1. Compliance Risk Assessments (56 Percent): Automation of risk assessments can help organizations develop a single view of risks across their enterprise. Organizations can use automation to assign ratings to inherent or mitigating controls and in the quantitative analysis process.
2. Policy Management (40 Percent): Automation can be used to track policies, procedures, and communications; changes to protocols; and provide a workflow and audit trail for approval and certification processes.
3. Regulatory Change Processes (40 Percent): Automation can accelerate the inventorying of regulations, laws, and obligations from global regulatory sources; provide real-time notification of new rules, proposed rule changes and guidance; track regulation lifecycles; and enable a quicker impact analysis when such obligations change.
4. Due Diligence (39 Percent): Automation can reduce the costs of completing due diligence that must be updated on a recurring basis, particularly due diligence on third-party vendors, suppliers, contractors, and customers.

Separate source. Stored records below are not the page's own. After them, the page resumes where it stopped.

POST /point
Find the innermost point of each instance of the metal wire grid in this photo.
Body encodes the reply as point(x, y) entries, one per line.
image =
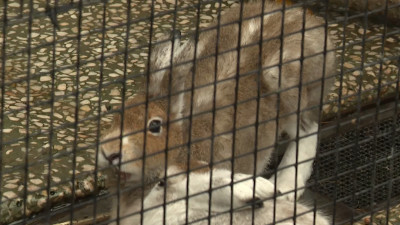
point(52, 12)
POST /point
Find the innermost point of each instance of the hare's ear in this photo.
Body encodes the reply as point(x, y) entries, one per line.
point(179, 107)
point(160, 62)
point(162, 51)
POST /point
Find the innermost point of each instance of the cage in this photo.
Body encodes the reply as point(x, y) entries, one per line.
point(68, 67)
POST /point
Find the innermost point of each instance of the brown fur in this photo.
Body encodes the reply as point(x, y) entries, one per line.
point(198, 127)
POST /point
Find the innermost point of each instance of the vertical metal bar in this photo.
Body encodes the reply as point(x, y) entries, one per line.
point(152, 8)
point(196, 41)
point(76, 113)
point(171, 66)
point(258, 99)
point(99, 91)
point(358, 108)
point(321, 104)
point(214, 111)
point(281, 38)
point(235, 102)
point(27, 136)
point(51, 128)
point(3, 86)
point(338, 115)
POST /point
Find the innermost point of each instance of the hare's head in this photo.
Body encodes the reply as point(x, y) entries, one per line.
point(137, 140)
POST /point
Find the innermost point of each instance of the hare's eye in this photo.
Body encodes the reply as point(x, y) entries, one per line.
point(155, 126)
point(161, 183)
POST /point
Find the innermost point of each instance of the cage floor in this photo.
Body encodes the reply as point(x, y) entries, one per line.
point(360, 168)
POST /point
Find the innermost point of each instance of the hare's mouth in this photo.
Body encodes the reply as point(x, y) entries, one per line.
point(124, 176)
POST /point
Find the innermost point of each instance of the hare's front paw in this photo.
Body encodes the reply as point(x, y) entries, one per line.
point(286, 187)
point(244, 193)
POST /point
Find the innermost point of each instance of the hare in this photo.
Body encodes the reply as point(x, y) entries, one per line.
point(174, 190)
point(208, 101)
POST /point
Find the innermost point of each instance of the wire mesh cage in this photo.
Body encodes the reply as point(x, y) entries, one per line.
point(199, 112)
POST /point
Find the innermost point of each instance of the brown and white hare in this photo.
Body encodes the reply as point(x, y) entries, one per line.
point(174, 191)
point(226, 106)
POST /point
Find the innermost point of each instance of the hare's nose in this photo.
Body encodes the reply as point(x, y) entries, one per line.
point(113, 157)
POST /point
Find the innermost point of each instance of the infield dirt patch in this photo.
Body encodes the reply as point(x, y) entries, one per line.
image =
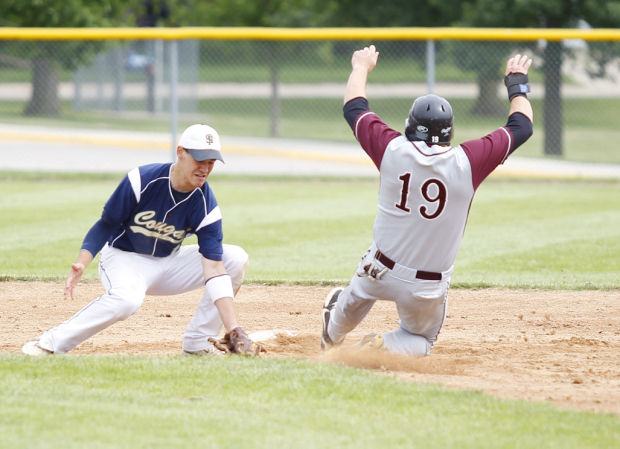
point(557, 346)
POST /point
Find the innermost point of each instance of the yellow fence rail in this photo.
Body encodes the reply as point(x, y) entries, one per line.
point(252, 33)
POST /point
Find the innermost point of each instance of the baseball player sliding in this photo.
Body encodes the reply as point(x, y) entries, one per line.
point(426, 188)
point(140, 235)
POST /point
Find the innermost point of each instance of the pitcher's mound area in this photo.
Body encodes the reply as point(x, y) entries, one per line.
point(562, 347)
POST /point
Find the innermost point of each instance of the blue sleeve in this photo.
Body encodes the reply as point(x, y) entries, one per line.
point(119, 206)
point(353, 108)
point(115, 212)
point(520, 127)
point(210, 233)
point(210, 241)
point(97, 236)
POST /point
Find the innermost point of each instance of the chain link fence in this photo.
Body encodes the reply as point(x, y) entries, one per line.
point(294, 88)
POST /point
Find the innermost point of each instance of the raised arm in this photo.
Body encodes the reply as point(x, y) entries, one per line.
point(516, 82)
point(362, 63)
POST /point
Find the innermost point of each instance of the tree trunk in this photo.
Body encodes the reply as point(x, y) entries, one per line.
point(44, 99)
point(553, 99)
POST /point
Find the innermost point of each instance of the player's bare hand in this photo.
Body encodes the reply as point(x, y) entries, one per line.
point(366, 58)
point(77, 269)
point(518, 64)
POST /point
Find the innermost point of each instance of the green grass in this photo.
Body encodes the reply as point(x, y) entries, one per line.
point(170, 402)
point(527, 234)
point(589, 124)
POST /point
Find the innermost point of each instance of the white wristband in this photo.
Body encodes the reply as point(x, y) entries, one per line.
point(219, 287)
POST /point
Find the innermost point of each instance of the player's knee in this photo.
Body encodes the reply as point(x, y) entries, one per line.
point(237, 263)
point(125, 304)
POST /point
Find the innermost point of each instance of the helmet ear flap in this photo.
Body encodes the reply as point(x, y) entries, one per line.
point(430, 120)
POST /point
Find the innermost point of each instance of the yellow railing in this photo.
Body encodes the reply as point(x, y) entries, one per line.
point(233, 33)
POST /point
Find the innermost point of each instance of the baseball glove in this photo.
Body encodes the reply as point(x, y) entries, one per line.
point(237, 342)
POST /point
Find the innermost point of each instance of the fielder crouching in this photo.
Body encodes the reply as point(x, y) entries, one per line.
point(140, 235)
point(426, 189)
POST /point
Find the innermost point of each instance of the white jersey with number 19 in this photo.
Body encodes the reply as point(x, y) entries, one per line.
point(426, 191)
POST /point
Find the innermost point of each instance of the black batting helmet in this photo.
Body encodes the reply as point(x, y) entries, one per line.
point(430, 119)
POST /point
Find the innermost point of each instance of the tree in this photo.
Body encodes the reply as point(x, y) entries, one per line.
point(49, 57)
point(545, 14)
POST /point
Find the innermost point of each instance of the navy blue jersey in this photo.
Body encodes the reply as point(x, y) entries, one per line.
point(146, 216)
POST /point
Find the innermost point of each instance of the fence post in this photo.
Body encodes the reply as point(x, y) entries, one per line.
point(430, 65)
point(275, 103)
point(174, 101)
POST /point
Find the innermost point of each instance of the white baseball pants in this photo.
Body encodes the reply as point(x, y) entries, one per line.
point(127, 277)
point(421, 306)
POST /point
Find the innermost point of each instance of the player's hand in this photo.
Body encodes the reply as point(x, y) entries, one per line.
point(77, 269)
point(366, 58)
point(518, 64)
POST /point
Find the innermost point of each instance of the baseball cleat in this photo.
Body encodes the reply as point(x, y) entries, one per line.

5. Monitoring and Testing (34 Percent): Automation can be used to extract textual information from non-machine readable documents to review transaction activity; analyze source documentation; aggregate test results for a more holistic view of risks; and assist with proactive identification and escalation of compliance failures.
6. Data and Analytics (27 Percent): Automation can also be used to develop a dashboard of risks across an organization; aggregate critical data elements for analytics into a single source; assess underlying data for completeness, accuracy, quality, and integrity via a data quality rules engine; and automate test or validation data feeds, data lineages, and report submissions.

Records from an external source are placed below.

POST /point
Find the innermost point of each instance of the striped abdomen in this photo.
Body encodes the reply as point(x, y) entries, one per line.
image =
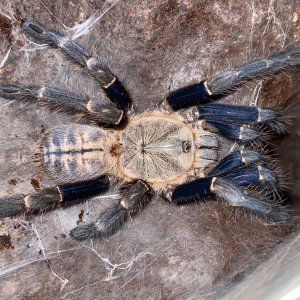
point(77, 152)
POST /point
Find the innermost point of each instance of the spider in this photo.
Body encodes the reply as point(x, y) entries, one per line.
point(174, 151)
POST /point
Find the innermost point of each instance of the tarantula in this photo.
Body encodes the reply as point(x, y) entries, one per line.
point(173, 151)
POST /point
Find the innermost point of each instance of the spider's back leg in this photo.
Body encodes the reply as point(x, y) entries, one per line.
point(134, 196)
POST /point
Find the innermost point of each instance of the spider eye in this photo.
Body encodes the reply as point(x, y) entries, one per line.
point(35, 28)
point(186, 146)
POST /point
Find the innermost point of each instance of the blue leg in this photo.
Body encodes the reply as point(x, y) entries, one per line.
point(235, 132)
point(49, 198)
point(235, 160)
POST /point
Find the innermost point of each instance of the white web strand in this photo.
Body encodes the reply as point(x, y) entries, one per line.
point(85, 27)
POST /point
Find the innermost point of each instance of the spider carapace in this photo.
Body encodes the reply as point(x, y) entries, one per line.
point(174, 151)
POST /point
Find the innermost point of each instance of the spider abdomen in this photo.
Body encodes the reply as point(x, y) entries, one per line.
point(76, 152)
point(156, 148)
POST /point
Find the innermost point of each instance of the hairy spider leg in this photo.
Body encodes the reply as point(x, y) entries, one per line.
point(222, 84)
point(235, 195)
point(82, 105)
point(234, 171)
point(81, 57)
point(49, 198)
point(134, 196)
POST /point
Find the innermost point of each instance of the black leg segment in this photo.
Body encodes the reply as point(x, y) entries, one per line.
point(235, 160)
point(235, 132)
point(81, 105)
point(223, 83)
point(49, 198)
point(82, 58)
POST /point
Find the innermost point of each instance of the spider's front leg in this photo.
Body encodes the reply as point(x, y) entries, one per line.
point(134, 197)
point(82, 105)
point(82, 57)
point(222, 84)
point(48, 198)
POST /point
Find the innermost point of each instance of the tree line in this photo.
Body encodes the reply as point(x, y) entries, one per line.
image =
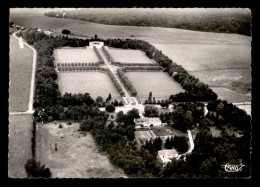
point(194, 89)
point(209, 153)
point(209, 20)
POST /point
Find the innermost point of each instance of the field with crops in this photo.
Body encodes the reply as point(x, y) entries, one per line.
point(21, 62)
point(94, 83)
point(19, 147)
point(77, 154)
point(70, 55)
point(230, 96)
point(129, 56)
point(159, 83)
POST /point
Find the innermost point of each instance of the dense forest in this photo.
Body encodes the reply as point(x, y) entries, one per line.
point(210, 152)
point(228, 20)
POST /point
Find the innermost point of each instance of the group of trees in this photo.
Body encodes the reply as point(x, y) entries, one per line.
point(223, 114)
point(195, 90)
point(184, 116)
point(153, 146)
point(177, 142)
point(209, 20)
point(209, 154)
point(118, 142)
point(35, 169)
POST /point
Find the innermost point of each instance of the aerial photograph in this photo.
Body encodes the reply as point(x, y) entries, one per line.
point(130, 93)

Realize the return on the automation investment
While automation benefits can be measured in a variety of ways, organizations typically look at benefits in terms of reduced costs, improved resource allocation, reduced duplication, fewer numerical controls, and improved testing and monitoring coverage. Additional benefits include compliance effectiveness, efficiency, sustainability or overall resiliency. In addition, automation can enable organizations to aggregate reporting from across the organization, allowing for greater visibility of compliance risks and more effective compliance risk management through an integrated approach.
While the path to compliance automation contains unique challenges for each organization based on a variety of factors, the potential rewards are compelling. Most importantly, the enhanced efficiency and agility that compliance automation brings are critical to maintaining a competitive advantage in today’s market.